Este sintético relato del dramático caso nos permite formular algunas observaciones que se sitúan en el plano más sociológico que jurídico. En primer lugar, no es una novedad que la policía en Argentina “arma” causas contra personas inocentes para obtener ascensos, premios u otros beneficios económicos. Estamos ante una primera anomalía reveladora del grado de corrupción moral en unas instituciones que juegan con la vida y la libertad de los ciudadanos.
La segunda anomalía es la relativa lenidad con la que actúa el Poder Judicial a la hora de juzgar estos comportamientos. Una fiscal solicitó la absolución del comisario comprometido y los jueces terminaron aplicando una pena que conlleva la condena condicional para un delito de la gravedad como el que reconocen que se ha cometido. Si las penas no son acordes con la envergadura del hecho, el riesgo que se corre es que no se ponga fin a este tipo de prácticas.
Fue Carlos Nino quien utilizó el concepto de “anomia boba” para caracterizar el comportamiento de los argentinos. Si por anomia se entiende la ausencia o inaplicación de las normas que regulan la sociedad, al añadirle el adjetivo de “boba” Nino quiso enfatizar que, en el fondo, se trataba de comportamientos estúpidos, puesto que todos salíamos perjudicados. La proverbial “viveza criolla” no es más que otra denominación del mismo fenómeno.
Se suele poner el acento en la corrupción –que es una de las manifestaciones de la anomia- pero ésta es una mirada parcial, que coloca en el disparadero a la clase política, pero exime de responsabilidad a la sociedad en su conjunto. Se trata de un error, puesto que los comportamientos anómicos comprenden una serie más amplia de conductas que corroen al conjunto de la sociedad. Participan en ese juego mefistofélico tanto policías como abogados, jueces, empresarios, dirigentes sindicales, políticos, funcionarios públicos, “espías”, escribanos y un largo etcétera que engloba a todos aquellos que por obtener una ventaja económica no dudan en infringir la ley.
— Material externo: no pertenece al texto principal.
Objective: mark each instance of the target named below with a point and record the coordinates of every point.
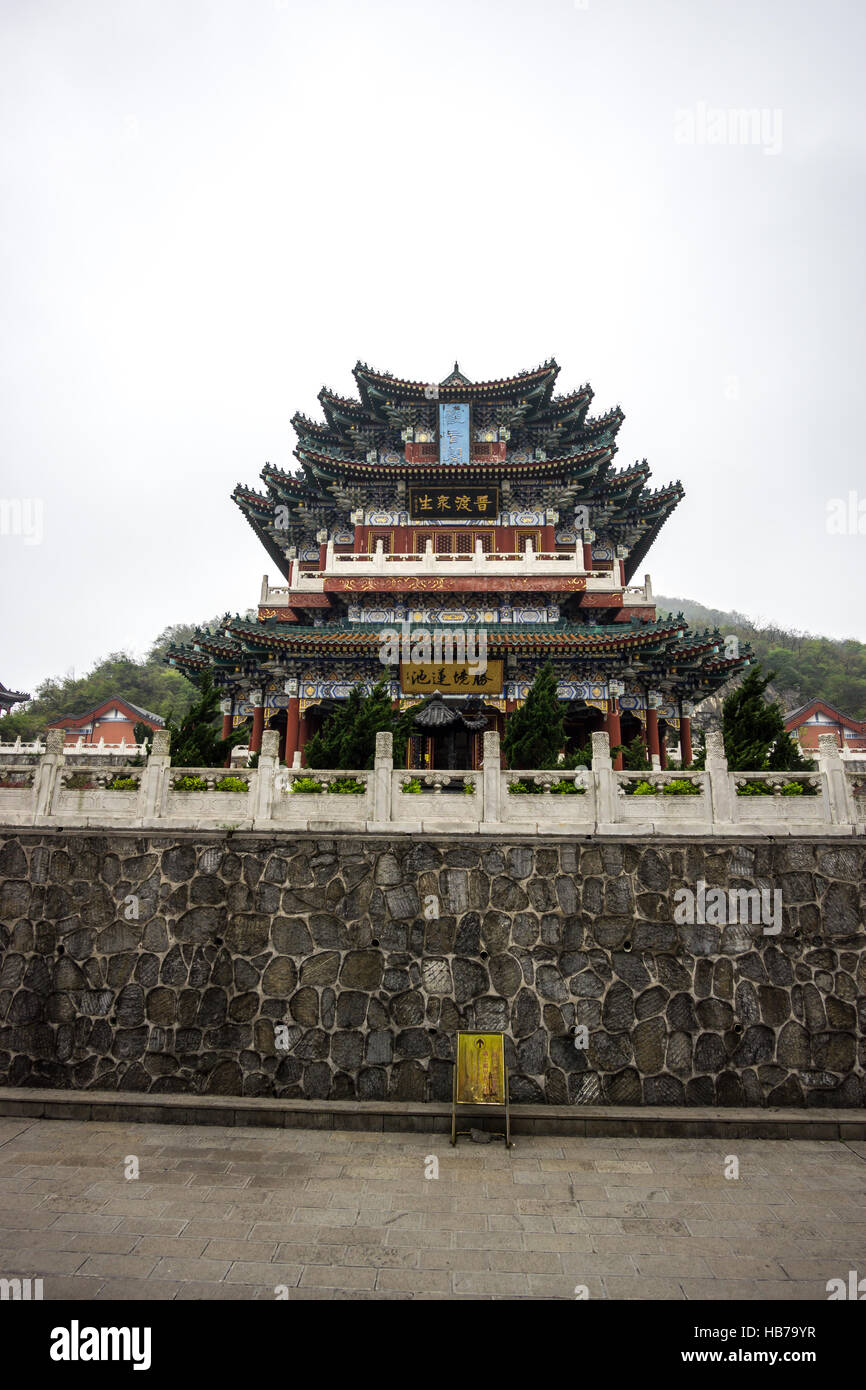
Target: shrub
(346, 787)
(680, 787)
(677, 787)
(761, 788)
(232, 784)
(79, 781)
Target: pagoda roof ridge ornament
(456, 378)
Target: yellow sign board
(480, 1069)
(451, 677)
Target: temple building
(487, 512)
(110, 722)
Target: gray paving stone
(335, 1215)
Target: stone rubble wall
(168, 963)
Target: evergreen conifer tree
(346, 738)
(754, 730)
(196, 741)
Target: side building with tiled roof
(818, 716)
(111, 722)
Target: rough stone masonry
(341, 968)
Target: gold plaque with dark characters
(451, 503)
(451, 677)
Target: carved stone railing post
(264, 776)
(491, 779)
(603, 779)
(838, 799)
(152, 787)
(722, 788)
(382, 767)
(47, 774)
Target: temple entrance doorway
(580, 723)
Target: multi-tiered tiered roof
(491, 505)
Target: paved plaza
(325, 1214)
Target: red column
(685, 740)
(227, 729)
(652, 734)
(291, 730)
(257, 729)
(613, 729)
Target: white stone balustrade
(585, 801)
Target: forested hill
(806, 666)
(149, 683)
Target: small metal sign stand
(480, 1077)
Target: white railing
(79, 747)
(587, 801)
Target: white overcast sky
(210, 209)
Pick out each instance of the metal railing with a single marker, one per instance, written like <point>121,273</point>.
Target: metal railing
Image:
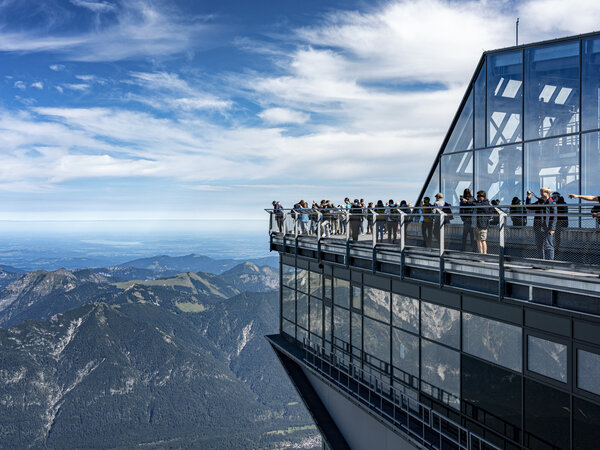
<point>562,236</point>
<point>420,422</point>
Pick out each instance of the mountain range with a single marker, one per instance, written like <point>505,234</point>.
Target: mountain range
<point>93,359</point>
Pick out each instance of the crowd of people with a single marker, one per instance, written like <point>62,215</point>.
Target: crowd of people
<point>477,213</point>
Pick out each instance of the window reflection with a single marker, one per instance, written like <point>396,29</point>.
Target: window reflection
<point>315,284</point>
<point>377,339</point>
<point>590,89</point>
<point>462,135</point>
<point>588,368</point>
<point>341,292</point>
<point>547,358</point>
<point>288,304</point>
<point>405,313</point>
<point>440,373</point>
<point>493,341</point>
<point>288,275</point>
<point>440,324</point>
<point>552,90</point>
<point>377,304</point>
<point>505,97</point>
<point>480,109</point>
<point>341,324</point>
<point>553,163</point>
<point>316,316</point>
<point>302,310</point>
<point>457,175</point>
<point>499,172</point>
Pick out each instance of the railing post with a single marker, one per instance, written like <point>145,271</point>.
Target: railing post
<point>347,238</point>
<point>402,243</point>
<point>501,253</point>
<point>442,244</point>
<point>374,230</point>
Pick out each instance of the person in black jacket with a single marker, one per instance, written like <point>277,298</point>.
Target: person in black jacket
<point>466,215</point>
<point>544,222</point>
<point>482,221</point>
<point>356,219</point>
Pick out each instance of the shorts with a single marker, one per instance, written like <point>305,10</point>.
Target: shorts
<point>480,234</point>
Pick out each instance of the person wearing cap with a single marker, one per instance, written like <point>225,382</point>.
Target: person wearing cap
<point>544,222</point>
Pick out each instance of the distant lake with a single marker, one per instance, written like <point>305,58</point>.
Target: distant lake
<point>51,245</point>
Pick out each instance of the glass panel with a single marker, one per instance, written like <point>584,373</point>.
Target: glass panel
<point>553,163</point>
<point>462,134</point>
<point>288,304</point>
<point>434,185</point>
<point>377,304</point>
<point>302,280</point>
<point>492,396</point>
<point>588,368</point>
<point>316,316</point>
<point>405,313</point>
<point>377,339</point>
<point>547,415</point>
<point>480,109</point>
<point>590,89</point>
<point>341,324</point>
<point>499,172</point>
<point>405,352</point>
<point>327,323</point>
<point>288,328</point>
<point>505,97</point>
<point>457,175</point>
<point>328,282</point>
<point>590,161</point>
<point>547,358</point>
<point>440,324</point>
<point>302,310</point>
<point>341,292</point>
<point>551,90</point>
<point>440,373</point>
<point>356,297</point>
<point>586,417</point>
<point>493,341</point>
<point>288,276</point>
<point>316,287</point>
<point>357,331</point>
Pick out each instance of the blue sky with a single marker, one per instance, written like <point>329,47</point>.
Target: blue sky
<point>211,109</point>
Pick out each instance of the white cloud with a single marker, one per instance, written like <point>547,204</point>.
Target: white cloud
<point>277,116</point>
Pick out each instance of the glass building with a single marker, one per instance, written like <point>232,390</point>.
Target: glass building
<point>387,351</point>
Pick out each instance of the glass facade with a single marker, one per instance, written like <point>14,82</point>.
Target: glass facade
<point>505,382</point>
<point>517,101</point>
Eduardo Fidanza describió hace tiempo el “decálogo de la anomia argentina”. Colocó allí una lista muy amplia de comportamientos sociales: la recíproca negación de legitimidad de las fuerzas políticas que se enfrentan en el terreno de la política; el ciego egoísmo de los grupos corporativos; el ejercicio de la violencia de hecho por parte de piquetes, barras bravas y patotas; la utilización del Estado para fines partidarios y la inevitable consecuencia de lo anterior, es decir la deserción del Estado de sus funciones básicas; la pérdida de identidad de los partidos políticos que se entretienen en librar batallas alrededor de una agenda de coyuntura; la falta de consensos básicos acerca del perfil institucional y de una agenda compartida de desarrollo; el autismo de las élites –“una extravagancia que el mundo no está en condiciones de tolerar”-; la elevada desigualdad y la irresponsabilidad en la gestión macroeconómica, cuando se oculta que las necesidades se atienden según los recursos disponibles.
Las sociedades anómicas no progresan al ritmo de las sociedades mejor organizadas porque el progreso es fruto de la capacidad de conectar entre sí a muchos seres humanos alrededor de objetivos compartidos. Si bien todos los sectores sociales contribuyen en Argentina a instalar un clima de anomia generalizado, la responsabilidad principal le cabe a la clase dirigente, puesto que su conducta se transmite, en cascada, a todos los grupos sociales. Son los llamados a liderar, con el ejemplo, los cambios en los comportamientos anómicos. De allí la importancia que tiene que no convaliden con su accionar lo que debe ser erradicado.